= Sanford Palay =

Sanford Louis "Sandy" Palay (23 September 1918 in Cleveland, Ohio, United States – 5 August 2002 in Concord, Massachusetts, United States) was an American scientist and educator.

==Academic Background==
Palay received his bachelor's degree from Oberlin College. Upon graduation in 1940, he entered the School of Medicine at Case Western Reserve University to study bacteriology. He changed his mind, and decided to study medicine, later specializing in neuroscience. He applied for a summer fellowship during his first year of medical school and was accepted into the laboratory of Ernst and Berta Scharrer, where Palay carried out his first investigations. Palay's professional and personal association with the Scharrers continued throughout his career.

After completing his M.D. degree in 1943, Palay spent a year as an intern at New Haven Hospital, while in the evenings continuing his research into neurosecretion at the Department of Anatomy at Yale University. At the end of his internship, he returned to Case Western Reserve, with appointments as a research and teaching fellow.

==World War II==
Ernst Scharrer suggested that Palay consider going to the Rockefeller Institute to work with Albert Claude, an early researcher into cell biology. However Palay was called up to serve with the Army Medical Corps in occupied Japan. This interrupted his scientific career, but he began a lifelong interest in Japanese art and culture.

==Scientific Research==
On his return from the forces, Palay took Ernst Scharrer's advice and went to the Rockefeller Institute to work with Albert Claude. They spent a year examining salivary gland chromosomes by electron microscopy, using formvar replicas. This was one of the few means available at that time for examining biological specimens by electron microscopy.

==National Institutes of Health==
Eventually Palay returned to Yale, where he was appointed first as an Instructor and then as an assistant professor of Anatomy, where he remained until his appointment as Chief of Neurocytology at the National Institutes of Health (NIH) in Bethesda, Maryland. Later, he was promoted to the position of Chief of the Laboratory of Neuroanatomical Science, and while he was at the NIH, he continued his work on the ultrastructure of synapses, as well as studying neurosecretion and neuroglia.

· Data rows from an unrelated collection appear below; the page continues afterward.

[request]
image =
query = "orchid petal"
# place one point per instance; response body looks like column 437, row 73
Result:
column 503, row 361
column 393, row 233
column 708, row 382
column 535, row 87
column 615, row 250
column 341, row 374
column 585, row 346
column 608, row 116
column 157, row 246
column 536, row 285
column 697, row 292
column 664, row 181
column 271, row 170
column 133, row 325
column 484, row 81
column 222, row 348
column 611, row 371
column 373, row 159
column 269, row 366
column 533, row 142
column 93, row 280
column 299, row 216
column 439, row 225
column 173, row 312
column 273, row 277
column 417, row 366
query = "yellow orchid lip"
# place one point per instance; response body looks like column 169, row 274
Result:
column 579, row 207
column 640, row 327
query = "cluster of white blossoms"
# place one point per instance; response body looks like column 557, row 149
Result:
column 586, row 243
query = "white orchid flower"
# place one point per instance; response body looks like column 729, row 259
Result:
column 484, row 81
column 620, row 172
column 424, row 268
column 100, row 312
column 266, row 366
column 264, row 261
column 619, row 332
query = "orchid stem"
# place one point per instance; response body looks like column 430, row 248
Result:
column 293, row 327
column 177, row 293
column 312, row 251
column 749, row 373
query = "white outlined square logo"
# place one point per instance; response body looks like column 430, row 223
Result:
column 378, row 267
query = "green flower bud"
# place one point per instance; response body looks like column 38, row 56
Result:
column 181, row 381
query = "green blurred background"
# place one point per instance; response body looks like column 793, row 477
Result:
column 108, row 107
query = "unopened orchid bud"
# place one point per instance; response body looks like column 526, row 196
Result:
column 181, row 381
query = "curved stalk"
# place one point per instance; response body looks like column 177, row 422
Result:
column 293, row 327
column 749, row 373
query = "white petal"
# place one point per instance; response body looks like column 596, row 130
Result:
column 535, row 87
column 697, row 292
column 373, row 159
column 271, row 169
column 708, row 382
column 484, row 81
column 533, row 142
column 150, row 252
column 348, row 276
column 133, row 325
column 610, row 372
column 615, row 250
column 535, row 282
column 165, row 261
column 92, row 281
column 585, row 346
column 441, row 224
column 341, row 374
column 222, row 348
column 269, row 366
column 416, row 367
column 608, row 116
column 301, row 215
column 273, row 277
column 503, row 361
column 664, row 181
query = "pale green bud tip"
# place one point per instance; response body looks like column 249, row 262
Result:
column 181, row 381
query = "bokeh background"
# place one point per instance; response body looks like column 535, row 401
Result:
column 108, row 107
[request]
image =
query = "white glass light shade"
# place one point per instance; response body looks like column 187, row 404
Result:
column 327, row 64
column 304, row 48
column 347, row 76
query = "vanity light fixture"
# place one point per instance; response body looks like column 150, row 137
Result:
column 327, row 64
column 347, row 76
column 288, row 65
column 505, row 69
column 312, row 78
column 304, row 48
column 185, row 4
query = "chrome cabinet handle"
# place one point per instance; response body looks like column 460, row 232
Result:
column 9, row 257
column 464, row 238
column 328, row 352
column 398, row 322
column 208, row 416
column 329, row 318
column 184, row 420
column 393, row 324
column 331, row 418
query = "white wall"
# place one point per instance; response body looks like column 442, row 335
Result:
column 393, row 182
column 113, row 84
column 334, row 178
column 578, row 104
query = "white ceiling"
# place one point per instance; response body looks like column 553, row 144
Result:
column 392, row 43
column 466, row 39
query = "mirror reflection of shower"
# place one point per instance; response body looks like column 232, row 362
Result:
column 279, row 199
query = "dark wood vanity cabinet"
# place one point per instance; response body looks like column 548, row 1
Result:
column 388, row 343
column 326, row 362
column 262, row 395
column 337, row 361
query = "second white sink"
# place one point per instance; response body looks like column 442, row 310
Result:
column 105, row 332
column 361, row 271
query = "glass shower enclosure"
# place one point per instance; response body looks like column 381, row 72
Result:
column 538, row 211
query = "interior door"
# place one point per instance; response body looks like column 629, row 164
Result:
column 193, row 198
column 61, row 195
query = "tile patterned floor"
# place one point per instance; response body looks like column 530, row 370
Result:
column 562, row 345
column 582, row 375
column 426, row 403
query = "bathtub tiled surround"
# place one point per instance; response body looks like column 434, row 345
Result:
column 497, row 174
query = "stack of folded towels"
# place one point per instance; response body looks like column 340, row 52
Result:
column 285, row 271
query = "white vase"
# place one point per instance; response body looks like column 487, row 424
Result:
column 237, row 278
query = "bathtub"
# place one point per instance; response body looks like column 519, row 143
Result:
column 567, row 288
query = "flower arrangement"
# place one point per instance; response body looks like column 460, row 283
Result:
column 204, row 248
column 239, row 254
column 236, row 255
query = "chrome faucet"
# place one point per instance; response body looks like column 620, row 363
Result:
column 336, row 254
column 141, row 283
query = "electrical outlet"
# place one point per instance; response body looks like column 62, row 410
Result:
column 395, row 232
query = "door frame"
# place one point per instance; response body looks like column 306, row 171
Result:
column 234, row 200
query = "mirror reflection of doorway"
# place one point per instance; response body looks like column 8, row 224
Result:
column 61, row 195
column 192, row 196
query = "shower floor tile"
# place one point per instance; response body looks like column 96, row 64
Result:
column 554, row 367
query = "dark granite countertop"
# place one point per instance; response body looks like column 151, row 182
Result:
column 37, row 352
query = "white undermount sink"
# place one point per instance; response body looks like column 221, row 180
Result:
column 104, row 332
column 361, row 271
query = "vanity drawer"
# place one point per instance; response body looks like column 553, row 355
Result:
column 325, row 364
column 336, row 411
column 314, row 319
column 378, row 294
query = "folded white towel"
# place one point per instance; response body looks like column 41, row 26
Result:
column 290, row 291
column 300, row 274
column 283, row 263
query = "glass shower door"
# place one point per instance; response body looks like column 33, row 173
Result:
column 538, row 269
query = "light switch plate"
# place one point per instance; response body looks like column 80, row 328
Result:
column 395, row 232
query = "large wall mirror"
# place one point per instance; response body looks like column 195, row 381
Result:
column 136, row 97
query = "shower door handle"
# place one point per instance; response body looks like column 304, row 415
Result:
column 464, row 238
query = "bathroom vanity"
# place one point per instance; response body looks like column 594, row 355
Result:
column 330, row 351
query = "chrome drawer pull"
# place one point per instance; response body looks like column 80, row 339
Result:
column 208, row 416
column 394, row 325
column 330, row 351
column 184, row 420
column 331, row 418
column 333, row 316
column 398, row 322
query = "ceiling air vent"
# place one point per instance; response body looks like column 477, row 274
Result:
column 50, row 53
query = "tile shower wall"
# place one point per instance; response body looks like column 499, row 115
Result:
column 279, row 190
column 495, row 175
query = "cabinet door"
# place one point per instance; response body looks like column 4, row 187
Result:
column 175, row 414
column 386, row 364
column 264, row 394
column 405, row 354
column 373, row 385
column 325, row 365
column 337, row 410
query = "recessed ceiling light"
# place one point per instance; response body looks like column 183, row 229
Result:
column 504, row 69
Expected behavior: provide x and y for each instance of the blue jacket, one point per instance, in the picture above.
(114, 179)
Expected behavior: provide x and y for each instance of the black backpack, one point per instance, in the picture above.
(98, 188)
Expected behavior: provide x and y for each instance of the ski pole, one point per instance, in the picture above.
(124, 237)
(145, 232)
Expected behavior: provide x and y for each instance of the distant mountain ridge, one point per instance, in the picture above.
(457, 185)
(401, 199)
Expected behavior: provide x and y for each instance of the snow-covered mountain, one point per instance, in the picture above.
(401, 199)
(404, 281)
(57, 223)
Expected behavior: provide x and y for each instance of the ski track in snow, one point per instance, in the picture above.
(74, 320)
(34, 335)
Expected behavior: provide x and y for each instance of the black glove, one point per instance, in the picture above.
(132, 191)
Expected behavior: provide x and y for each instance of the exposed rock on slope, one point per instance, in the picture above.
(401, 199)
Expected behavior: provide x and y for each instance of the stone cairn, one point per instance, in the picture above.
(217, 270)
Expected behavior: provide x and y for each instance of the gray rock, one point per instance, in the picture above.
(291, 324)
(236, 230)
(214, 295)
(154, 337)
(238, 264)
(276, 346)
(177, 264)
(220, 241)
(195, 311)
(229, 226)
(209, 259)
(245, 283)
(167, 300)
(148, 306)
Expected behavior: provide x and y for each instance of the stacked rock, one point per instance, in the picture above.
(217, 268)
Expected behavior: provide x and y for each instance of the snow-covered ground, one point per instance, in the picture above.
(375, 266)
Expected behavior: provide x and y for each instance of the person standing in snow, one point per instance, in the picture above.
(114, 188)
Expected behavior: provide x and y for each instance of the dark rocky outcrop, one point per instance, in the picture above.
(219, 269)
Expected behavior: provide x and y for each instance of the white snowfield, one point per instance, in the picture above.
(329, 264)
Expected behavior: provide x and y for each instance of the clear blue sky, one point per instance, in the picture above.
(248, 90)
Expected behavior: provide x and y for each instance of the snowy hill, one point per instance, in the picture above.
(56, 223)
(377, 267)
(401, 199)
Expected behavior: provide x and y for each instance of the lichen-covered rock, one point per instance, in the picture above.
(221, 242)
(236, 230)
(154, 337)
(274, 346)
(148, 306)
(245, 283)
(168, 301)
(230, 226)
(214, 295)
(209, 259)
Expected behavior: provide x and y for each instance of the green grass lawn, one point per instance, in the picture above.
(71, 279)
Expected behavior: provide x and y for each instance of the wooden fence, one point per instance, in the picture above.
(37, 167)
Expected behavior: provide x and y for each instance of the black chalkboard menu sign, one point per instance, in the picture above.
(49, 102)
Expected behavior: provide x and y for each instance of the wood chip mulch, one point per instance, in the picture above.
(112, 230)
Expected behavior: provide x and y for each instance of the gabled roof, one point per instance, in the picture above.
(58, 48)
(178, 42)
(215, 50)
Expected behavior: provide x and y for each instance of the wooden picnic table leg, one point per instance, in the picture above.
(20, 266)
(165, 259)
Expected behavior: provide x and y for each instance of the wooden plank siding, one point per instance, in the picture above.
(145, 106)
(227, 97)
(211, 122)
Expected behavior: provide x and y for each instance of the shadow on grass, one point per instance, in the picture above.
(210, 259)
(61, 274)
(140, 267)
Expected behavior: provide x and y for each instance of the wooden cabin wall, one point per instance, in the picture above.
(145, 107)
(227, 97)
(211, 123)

==Harvard Medical School==
In 1961, Palay accepted an invitation to become the Bullard Professor of Neuroanatomy at Harvard Medical School. A dominant figure in the field of the fine structure of the nervous system, Palay and his colleagues improved the quality of preservation of central nervous tissue by the introduction of a method to fix central nervous tissue by perfusion with osmic acid.

He and his wife Victoria Chan-Palay carried out detailed analyses of the cerebellum, and this work culminated in the publication of their book
Cerebellar Cortex: Cytology and Organization (published in 1974). In 1970, he co-authored The Fine Structure of the Nervous System (with Alan Peters and Harry Webster) to serve as a guide in the analysis of electron micrographs of the nervous system; three editions have been published, the last one in 1991.

He served as the 57th president of the American Association of Anatomists from 1980 to 1981.

==Boston College==
After his retirement from Harvard, Palay accepted a position as Distinguished Scholar-in-Residence in the Department of Biology at Boston College. Even when his health began to decline, Palay taught until the spring of 2002; his students visiting his home for their seminars. He also served on several graduate student thesis committees during this period, and shared his expertise in neurocytology with the Biology Faculty at Boston College.

In 1980, he agreed to become the Editor-in-Chief of the Journal of Comparative Neurology, which he edited for fourteen years; even after his retirement from Harvard in 1989, he continued as Editor-in-Chief, doing his work in the basement of his home in Concord.

He also served on the editorial boards of scientific
publications as the Journal of Neurocytology, the Journal of Cell Biology, Neuroscience,
Brain Research, Experimental Brain Research,
Experimental Neurology and Ultrastructural Research.

==Awards==
- In 1982 he was awarded the Ralph W. Gerard Prize in Neuroscience.